Very few of these people he's helping had ever even heard of him. They don't know he broke the NBA record this year for most 3-pointers in a single season (272), or that he scored 54 points in a single road game against the Knicks, or that he was the breakout star of the NBA playoffs, including one 44-point game against the San Antonio Spurs that nearly caused Oakland to leap into the bay.
For each 3-pointer he hit, he donated three bed nets ($10 each), and now he was actually putting them up.
"I'm putting faces to nets right now," he said during a lunch break. "Like, one whole neighborhood is covered now here just thanks to Madison Square Garden. The Knicks covered Block 9, Street 11. I hope they know that."
I'm sure they're touched.
Curry is used to being guarded tightly, but not usually by AK-47s. There are three Tanzanian police carrying them in the bed of the Toyota pickup truck ahead of us as we knuckleball down the red dirt road to the refugee camp. Curry is sandwiched between two bodyguards, the one the Tanzanian government sent and the one his agent sent.
"I feel like I'm in a 'Bourne' movie," he says.
But the refugees aren't dangerous, they're just desperately poor. They beg him for his empty water bottles. They make dishes out of them. Their huts, which they must build themselves, have dirt floors. There's no electricity, and they can't afford candles to light them at night. One boy we met had only one shirt to wear, period, and that one only thanks to the Indianapolis Colts' loss to New Orleans in Super Bowl XLIV.

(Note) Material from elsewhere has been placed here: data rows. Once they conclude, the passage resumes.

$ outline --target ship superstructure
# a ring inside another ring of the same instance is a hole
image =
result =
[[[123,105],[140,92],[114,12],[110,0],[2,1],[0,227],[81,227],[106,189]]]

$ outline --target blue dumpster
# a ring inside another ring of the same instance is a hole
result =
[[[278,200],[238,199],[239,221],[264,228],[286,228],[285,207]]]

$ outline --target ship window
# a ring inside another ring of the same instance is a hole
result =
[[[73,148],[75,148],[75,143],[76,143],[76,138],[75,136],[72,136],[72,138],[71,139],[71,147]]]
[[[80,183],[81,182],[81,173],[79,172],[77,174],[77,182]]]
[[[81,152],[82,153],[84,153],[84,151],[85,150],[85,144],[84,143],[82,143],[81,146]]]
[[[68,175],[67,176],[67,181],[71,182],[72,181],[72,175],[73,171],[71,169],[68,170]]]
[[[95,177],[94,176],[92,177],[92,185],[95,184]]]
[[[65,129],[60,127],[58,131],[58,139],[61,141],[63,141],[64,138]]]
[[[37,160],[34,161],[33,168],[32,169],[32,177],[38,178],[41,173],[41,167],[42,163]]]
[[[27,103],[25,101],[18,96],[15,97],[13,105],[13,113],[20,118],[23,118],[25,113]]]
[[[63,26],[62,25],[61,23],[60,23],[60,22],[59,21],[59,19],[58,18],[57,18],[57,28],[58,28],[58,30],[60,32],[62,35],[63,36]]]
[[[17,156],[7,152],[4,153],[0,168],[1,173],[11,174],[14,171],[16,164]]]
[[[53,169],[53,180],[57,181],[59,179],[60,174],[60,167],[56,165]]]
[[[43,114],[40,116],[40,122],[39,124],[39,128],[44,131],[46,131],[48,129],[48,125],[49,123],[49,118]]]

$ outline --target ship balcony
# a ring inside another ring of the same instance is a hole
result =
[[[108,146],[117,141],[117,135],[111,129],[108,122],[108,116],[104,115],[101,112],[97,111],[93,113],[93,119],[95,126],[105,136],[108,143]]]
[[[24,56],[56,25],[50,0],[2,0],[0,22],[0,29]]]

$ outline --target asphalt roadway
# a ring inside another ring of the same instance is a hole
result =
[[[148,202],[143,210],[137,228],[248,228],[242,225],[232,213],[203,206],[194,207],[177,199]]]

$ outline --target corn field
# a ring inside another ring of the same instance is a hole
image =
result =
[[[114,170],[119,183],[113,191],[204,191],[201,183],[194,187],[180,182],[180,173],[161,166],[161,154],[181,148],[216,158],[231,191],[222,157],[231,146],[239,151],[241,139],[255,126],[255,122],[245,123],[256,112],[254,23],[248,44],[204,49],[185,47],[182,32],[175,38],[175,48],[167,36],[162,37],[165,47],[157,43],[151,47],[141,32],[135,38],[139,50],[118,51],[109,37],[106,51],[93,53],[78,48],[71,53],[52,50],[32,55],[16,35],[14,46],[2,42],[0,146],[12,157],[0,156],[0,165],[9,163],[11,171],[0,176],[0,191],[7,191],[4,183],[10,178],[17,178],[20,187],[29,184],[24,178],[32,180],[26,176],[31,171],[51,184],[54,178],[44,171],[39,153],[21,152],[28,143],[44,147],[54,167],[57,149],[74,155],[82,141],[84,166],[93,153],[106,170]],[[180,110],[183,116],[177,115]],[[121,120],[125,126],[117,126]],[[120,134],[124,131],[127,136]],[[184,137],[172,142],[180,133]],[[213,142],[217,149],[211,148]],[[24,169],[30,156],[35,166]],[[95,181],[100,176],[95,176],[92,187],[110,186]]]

"And to think that the day before I left I was complaining about our condo," Curry thought aloud.
And yet it's better than where these refugees came from in the Democratic Republic of the Congo, where civil war forced them out of their homes in 1996. Many of them have never been outside the camp fences.
So it didn't matter what Curry did for a living. He was helping and he was strong and he was from somewhere else, so they mobbed him. A touch of Curry went a long, long way. He carried one little boy, named Obama, around for an hour. He was continually being handed taped-up balls of yarn -- refugees' version of basketballs -- to shoot at them. Once he was asked to shoot it into the giant metal pan a woman was balancing on her head 20 feet away. It rimmed out.
He tried to teach their two basketball teams to play. He'd holler "give and go!" and "backdoor!" and other instructions they'd never heard of. It wasn't exactly the D League. One kid kissed the ball just before he shot it. The big, 6-foot-5 guy only cherry-picked. The camp's best shooter, Gerrard Mubake, lost to Curry in a 3-point shooting contest, and then left me this note to give to Curry:
"don't let me in this camp. will die. here peaple killed peaple. back in 1996 my father and my mum died in the war, so i'm left alone. i want to be in your two hands."
"I don't know what to say to him," Curry says.
Stephen Curry's life has hit the turbo button since he torched the playoffs. He will be on the cover of Capri Sun juice squeezers this season. And GQ. He's going to have his own reality show on Comcast.
His All-Star snub last season looks even more ridiculous now: The man shot 45 percent from the 3-point line! He is a cinch to make the 2016 USA Olympic team. His life has changed a thousand ways. But none more than from coming to Africa.
"This has been totally eye-opening," he said at the end, covered in red dirt and sweat and joy. "I picked nets because it's a way people can make a huge difference right away. We can really save kids' lives. I've seen it now. I'll never forget it."
When I founded Nothing But Nets in 2006, I begged for help from anybody, anywhere. But I never dreamed we'd get so much from a rising NBA star. I never thought we'd find one who would look up long enough from his Twitter feed and his Piguet watch to notice suffering, much less suffering 8,000 miles from the U.S. I couldn't have imagined we'd find a young man who would not only donate us nets, but actually come to Africa and hang them with us.
Should have known it would be Curry. He's always had a beautiful follow through.